ChatGLM-6B
ChatGLM-6B copied to clipboard
Distributed deployment reasoning
Great work! Does it support distributed single-machine multi-card reasoning?
I have a simple try:
import os
import platform
from transformers import AutoTokenizer, AutoModel
tokenizer = AutoTokenizer.from_pretrained("THUDM/chatglm-6b", trust_remote_code=True,cache_dir='/home/sss/ModelWeight')
model = AutoModel.from_pretrained("THUDM/chatglm-6b", trust_remote_code=True,cache_dir='/home/sss/ModelWeight',device_map="auto").half().quantize(8)#.cuda()
model = model.eval()
os_name = platform.system()
history = []
print("欢迎使用 ChatGLM-6B 模型,输入内容即可进行对话,clear 清空对话历史,stop 终止程序")
while True:
query = input("\n用户:")
if query == "stop":
break
if query == "clear":
history = []
command = 'cls' if os_name == 'Windows' else 'clear'
os.system(command)
print("欢迎使用 ChatGLM-6B 模型,输入内容即可进行对话,clear 清空对话历史,stop 终止程序")
continue
response, history = model.chat(tokenizer, query, history=history)
print(f"ChatGLM-6B:{response}")
and get:
Traceback (most recent call last):
File "/home/sss/ChatGLM-6B/cli_demo.py", line 23, in <module>
response, history = model.chat(tokenizer, query, history=history)
File "/home/sss/.conda/envs/ldm/lib/python3.10/site-packages/torch/autograd/grad_mode.py", line 27, in decorate_context
return func(*args, **kwargs)
File "/home/sss/.cache/huggingface/modules/transformers_modules/THUDM/chatglm-6b/c3dece3f011574955ccba53b9224ee9f78dfd54e/modeling_chatglm.py", line 1109, in chat
outputs = self.generate(**input_ids, **gen_kwargs)

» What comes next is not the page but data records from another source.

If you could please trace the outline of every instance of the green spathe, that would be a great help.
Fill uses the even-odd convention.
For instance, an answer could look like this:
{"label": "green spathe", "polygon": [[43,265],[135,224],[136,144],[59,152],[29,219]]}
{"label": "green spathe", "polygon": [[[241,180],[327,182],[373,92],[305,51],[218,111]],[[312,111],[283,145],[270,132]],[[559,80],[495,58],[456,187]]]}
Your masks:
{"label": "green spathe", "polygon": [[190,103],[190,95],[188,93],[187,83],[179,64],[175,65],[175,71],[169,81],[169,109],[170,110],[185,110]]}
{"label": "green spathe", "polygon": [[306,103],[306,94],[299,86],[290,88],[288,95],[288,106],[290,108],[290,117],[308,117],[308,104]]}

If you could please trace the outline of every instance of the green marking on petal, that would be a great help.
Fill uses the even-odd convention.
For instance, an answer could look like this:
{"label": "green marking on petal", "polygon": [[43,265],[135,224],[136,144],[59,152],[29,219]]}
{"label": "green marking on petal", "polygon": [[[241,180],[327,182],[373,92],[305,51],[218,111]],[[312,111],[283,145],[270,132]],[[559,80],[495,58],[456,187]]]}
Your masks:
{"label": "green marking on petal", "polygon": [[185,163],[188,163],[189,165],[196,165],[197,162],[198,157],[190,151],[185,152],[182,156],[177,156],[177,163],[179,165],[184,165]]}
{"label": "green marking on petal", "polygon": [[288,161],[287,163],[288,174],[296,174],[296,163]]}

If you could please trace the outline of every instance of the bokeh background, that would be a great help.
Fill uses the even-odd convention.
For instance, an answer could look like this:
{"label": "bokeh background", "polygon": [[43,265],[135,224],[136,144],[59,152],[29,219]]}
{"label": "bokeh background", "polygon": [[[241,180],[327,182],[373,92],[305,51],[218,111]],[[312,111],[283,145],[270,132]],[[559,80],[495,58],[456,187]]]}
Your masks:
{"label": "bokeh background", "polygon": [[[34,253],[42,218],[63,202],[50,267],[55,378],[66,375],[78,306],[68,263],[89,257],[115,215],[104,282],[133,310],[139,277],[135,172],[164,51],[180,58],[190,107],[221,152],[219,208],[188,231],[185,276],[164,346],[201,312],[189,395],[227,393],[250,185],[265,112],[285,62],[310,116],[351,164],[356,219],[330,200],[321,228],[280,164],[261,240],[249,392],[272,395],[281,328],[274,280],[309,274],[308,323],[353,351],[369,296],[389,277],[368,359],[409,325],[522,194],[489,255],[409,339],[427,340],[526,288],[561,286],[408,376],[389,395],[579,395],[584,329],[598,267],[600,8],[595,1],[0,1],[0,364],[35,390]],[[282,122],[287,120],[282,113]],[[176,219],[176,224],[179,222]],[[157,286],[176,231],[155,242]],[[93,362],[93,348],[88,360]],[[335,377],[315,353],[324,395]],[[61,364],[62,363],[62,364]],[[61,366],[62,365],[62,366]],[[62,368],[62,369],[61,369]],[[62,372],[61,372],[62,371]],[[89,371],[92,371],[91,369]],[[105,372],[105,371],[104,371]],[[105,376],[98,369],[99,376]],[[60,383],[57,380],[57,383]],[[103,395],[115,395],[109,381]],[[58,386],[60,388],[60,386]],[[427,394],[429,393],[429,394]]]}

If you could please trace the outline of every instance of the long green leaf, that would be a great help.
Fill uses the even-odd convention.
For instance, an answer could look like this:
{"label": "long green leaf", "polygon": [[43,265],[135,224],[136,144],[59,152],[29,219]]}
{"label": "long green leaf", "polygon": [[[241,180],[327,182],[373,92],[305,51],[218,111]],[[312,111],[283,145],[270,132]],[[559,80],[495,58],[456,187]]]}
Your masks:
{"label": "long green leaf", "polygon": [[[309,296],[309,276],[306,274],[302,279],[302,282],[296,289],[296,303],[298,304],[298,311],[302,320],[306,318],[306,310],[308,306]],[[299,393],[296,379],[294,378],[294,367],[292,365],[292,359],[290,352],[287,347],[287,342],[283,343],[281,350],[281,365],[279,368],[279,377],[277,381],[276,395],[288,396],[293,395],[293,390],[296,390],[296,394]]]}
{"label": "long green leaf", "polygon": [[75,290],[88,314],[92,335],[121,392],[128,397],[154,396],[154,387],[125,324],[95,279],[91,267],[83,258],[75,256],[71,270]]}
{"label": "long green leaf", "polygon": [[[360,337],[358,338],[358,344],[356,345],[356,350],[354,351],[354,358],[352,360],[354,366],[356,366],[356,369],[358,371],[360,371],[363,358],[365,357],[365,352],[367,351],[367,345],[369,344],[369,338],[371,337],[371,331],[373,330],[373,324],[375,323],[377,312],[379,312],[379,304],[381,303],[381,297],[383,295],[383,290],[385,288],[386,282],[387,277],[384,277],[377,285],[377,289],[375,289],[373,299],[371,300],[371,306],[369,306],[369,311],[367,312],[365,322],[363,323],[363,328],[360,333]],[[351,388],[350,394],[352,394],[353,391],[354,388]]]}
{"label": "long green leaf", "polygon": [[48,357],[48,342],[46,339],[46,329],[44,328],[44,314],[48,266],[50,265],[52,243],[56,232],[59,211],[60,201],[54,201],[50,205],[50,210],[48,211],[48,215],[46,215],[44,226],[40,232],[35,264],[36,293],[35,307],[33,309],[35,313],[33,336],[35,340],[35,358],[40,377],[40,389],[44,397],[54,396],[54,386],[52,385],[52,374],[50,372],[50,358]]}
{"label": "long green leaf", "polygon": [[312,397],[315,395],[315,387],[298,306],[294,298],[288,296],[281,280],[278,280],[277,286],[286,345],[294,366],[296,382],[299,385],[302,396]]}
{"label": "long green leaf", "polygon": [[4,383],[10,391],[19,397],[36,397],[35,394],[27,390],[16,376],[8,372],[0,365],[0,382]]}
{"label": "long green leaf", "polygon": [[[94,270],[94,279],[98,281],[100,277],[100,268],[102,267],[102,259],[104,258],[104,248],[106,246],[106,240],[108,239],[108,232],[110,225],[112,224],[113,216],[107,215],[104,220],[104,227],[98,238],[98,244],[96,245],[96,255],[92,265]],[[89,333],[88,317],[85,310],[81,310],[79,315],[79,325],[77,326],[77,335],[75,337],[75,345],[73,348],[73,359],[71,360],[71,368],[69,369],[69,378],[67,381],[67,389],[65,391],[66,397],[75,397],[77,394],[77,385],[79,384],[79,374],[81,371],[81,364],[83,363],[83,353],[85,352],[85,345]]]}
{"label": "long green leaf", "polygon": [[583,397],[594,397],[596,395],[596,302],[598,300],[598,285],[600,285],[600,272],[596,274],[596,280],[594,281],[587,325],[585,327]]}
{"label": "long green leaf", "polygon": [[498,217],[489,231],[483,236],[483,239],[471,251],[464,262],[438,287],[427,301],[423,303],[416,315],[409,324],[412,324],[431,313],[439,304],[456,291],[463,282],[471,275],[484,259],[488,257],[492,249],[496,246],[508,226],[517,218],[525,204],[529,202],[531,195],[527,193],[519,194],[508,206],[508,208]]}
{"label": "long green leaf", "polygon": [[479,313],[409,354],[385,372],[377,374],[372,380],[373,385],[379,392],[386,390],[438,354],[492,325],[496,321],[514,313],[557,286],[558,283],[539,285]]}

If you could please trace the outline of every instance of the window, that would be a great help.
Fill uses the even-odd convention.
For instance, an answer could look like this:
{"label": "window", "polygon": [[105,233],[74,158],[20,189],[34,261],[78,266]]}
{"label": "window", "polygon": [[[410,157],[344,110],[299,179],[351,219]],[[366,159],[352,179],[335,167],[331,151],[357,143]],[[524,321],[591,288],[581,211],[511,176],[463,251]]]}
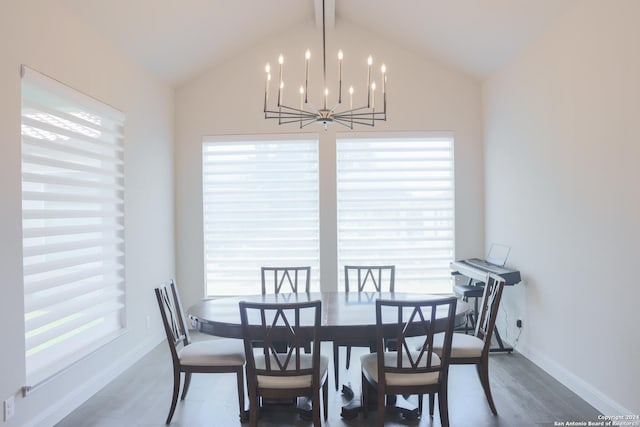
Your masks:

File "/home/sss/.conda/envs/ldm/lib/python3.10/site-packages/torch/autograd/grad_mode.py", line 27, in decorate_context
return func(*args, **kwargs)
File "/home/sss/.cache/huggingface/modules/transformers_modules/THUDM/chatglm-6b/c3dece3f011574955ccba53b9224ee9f78dfd54e/modeling_chatglm.py", line 1133, in generate
output_ids = super().generate(**kwargs)
File "/home/sss/.conda/envs/ldm/lib/python3.10/site-packages/torch/autograd/grad_mode.py", line 27, in decorate_context
return func(*args, **kwargs)
File "/home/sss/.conda/envs/ldm/lib/python3.10/site-packages/transformers/generation/utils.py", line 1437, in generate
return self.sample(
File "/home/sss/.conda/envs/ldm/lib/python3.10/site-packages/transformers/generation/utils.py", line 2443, in sample
outputs = self(
File "/home/sss/.conda/envs/ldm/lib/python3.10/site-packages/torch/nn/modules/module.py", line 1130, in _call_impl
return forward_call(*input, **kwargs)
File "/home/sss/.conda/envs/ldm/lib/python3.10/site-packages/accelerate/hooks.py", line 165, in new_forward
output = old_forward(*args, **kwargs)
File "/home/sss/.cache/huggingface/modules/transformers_modules/THUDM/chatglm-6b/c3dece3f011574955ccba53b9224ee9f78dfd54e/modeling_chatglm.py", line 1029, in forward
transformer_outputs = self.transformer(
File "/home/sss/.conda/envs/ldm/lib/python3.10/site-packages/torch/nn/modules/module.py", line 1130, in _call_impl
return forward_call(*input, **kwargs)
File "/home/sss/.cache/huggingface/modules/transformers_modules/THUDM/chatglm-6b/c3dece3f011574955ccba53b9224ee9f78dfd54e/modeling_chatglm.py", line 874, in forward
layer_ret = layer(
File "/home/sss/.conda/envs/ldm/lib/python3.10/site-packages/torch/nn/modules/module.py", line 1130, in _call_impl
return forward_call(*input, **kwargs)
File "/home/sss/.cache/huggingface/modules/transformers_modules/THUDM/chatglm-6b/c3dece3f011574955ccba53b9224ee9f78dfd54e/modeling_chatglm.py", line 573, in forward
attention_outputs = self.attention(
File "/home/sss/.conda/envs/ldm/lib/python3.10/site-packages/torch/nn/modules/module.py", line 1130, in _call_impl
return forward_call(*input, **kwargs)
File "/home/sss/.cache/huggingface/modules/transformers_modules/THUDM/chatglm-6b/c3dece3f011574955ccba53b9224ee9f78dfd54e/modeling_chatglm.py", line 398, in forward
mixed_raw_layer = self.query_key_value(hidden_states)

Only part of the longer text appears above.